«Nous nous sommes acquittés de la taxe péage durant trois ans sans voir une seule route réhabilitée. Tout reste dans le même état délabré.» La colère est palpable dans la voix de ce jeune organisateur de la marche interdite à Kongolo. Jeudi 15 janvier, l’espoir de faire entendre une revendication légitime s’est heurté au mur des forces de l’ordre. À Kongolo, dans la province du Tanganyika, la jeunesse voulait simplement dire non. Non à une réinstauration de la taxe péage qui semble ne servir qu’à remplir des caisses sans jamais améliorer le quotidien des habitants.
La scène est révélatrice d’un malaise plus profond. Après de longues minutes de négociations, les jeunes n’ont pas obtenu l’autorisation de descendre dans la rue. Ils ont dû se résigner à lire leur mémorandum sur place, devant l’administrateur du territoire assistant, dans une ambiance de frustration contenue. La manifestation Kongolo, pourtant pacifique, a été étouffée dans l’œuf. Que craignent donc les autorités ? La simple expression d’un mécontentement populaire face à une décision unilatérale ? La décision de réinstauration taxe péage Tanganyika, annoncée par le directeur provincial des péages le 7 janvier pour une application le 10, a fait l’effet d’une étincelle sur une poudrière de frustrations accumulées.
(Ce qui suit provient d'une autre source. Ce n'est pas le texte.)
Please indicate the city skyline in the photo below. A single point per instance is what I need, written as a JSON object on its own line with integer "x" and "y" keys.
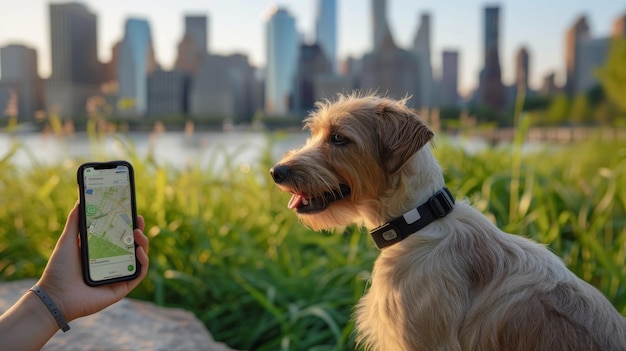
{"x": 237, "y": 27}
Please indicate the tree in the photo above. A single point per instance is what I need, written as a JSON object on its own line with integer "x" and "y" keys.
{"x": 580, "y": 112}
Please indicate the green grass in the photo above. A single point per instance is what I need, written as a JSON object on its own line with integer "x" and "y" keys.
{"x": 224, "y": 245}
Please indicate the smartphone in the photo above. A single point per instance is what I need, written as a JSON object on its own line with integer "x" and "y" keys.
{"x": 107, "y": 219}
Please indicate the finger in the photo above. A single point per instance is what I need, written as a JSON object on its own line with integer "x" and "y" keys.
{"x": 141, "y": 239}
{"x": 141, "y": 223}
{"x": 70, "y": 232}
{"x": 142, "y": 256}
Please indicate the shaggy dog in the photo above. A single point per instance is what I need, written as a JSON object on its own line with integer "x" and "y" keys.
{"x": 446, "y": 277}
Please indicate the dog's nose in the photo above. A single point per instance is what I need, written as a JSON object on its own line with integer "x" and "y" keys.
{"x": 279, "y": 173}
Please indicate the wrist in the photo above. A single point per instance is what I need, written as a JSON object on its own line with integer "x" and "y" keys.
{"x": 53, "y": 309}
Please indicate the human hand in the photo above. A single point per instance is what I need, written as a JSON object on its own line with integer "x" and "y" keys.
{"x": 62, "y": 278}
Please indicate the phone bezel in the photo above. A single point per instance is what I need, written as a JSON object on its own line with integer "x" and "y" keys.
{"x": 82, "y": 220}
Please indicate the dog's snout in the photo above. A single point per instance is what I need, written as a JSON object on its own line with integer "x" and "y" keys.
{"x": 279, "y": 173}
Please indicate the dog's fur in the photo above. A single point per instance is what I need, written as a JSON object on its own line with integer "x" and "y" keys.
{"x": 458, "y": 284}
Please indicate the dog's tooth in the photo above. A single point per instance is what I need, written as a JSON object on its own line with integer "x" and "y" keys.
{"x": 295, "y": 201}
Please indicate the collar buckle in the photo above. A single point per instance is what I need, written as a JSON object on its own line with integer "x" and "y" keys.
{"x": 441, "y": 203}
{"x": 438, "y": 206}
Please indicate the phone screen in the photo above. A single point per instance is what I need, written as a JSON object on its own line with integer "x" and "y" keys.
{"x": 108, "y": 212}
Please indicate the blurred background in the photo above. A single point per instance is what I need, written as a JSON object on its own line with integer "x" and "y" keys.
{"x": 202, "y": 97}
{"x": 240, "y": 62}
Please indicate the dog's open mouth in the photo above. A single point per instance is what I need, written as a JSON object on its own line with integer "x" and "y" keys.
{"x": 309, "y": 205}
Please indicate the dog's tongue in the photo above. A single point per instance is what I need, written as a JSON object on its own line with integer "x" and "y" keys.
{"x": 296, "y": 200}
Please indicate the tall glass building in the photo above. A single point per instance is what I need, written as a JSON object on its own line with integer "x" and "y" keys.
{"x": 326, "y": 29}
{"x": 282, "y": 56}
{"x": 75, "y": 67}
{"x": 136, "y": 61}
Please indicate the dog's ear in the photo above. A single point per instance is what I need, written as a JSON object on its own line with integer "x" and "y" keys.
{"x": 401, "y": 133}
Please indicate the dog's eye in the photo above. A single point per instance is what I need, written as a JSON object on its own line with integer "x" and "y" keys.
{"x": 338, "y": 139}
Le cœur du débat ne se situe pas dans un refus absolu de contribuer, mais dans une exigence élémentaire de réciprocité. « Qu’on réhabilite d’abord les routes, et nous accepterons ensuite de payer la taxe », martèlent les jeunes. Leurs arguments sont tangibles, visibles à l’œil nu par quiconque parcourt la cité. Les routes de Kongolo sont dans un état de délabrement avancé, défiant toute logique de développement. Pendant trois ans, la taxe péage Kongolo a été prélevée. Pendant trois ans, l’argent des contribuables est entré dans un trou noir administratif, sans aucune traçabilité ni résultat concret. La jeunesse Kongolo taxe, non pas l’idée de payer, mais l’injustice d’une contribution sans contrepartie. Ils soutenaient hier celui qui combattait cette taxe et qui est aujourd’hui le directeur provincial en charge de son recouvrement. Un paradoxe qui ajoute à l’amertume.
Le contexte politique aggrave la défiance. Cette taxe avait pourtant été suspendue par le gouverneur de la province. Sa réinstauration soudaine, sans consultation ni explication claire sur les raisons ou sur l’utilisation future des fonds, ressemble à un coup de force. Le communiqué du 7 janvier est laconique. Il annonce, mais n’explique pas. Radio Okapi elle-même n’a pu obtenir d’éclaircissements de la part du directeur provincial. Ce manque de transparence nourrit les pires suspicions. À quoi a servi l’argent collecté précédemment ? Quel plan concret de réhabilitation des infrastructures est prévu avec les nouveaux fonds ? La jeunesse, en bloquant symboliquement cette reprise, pose une question fondamentale sur la gouvernance et la reddition des comptes.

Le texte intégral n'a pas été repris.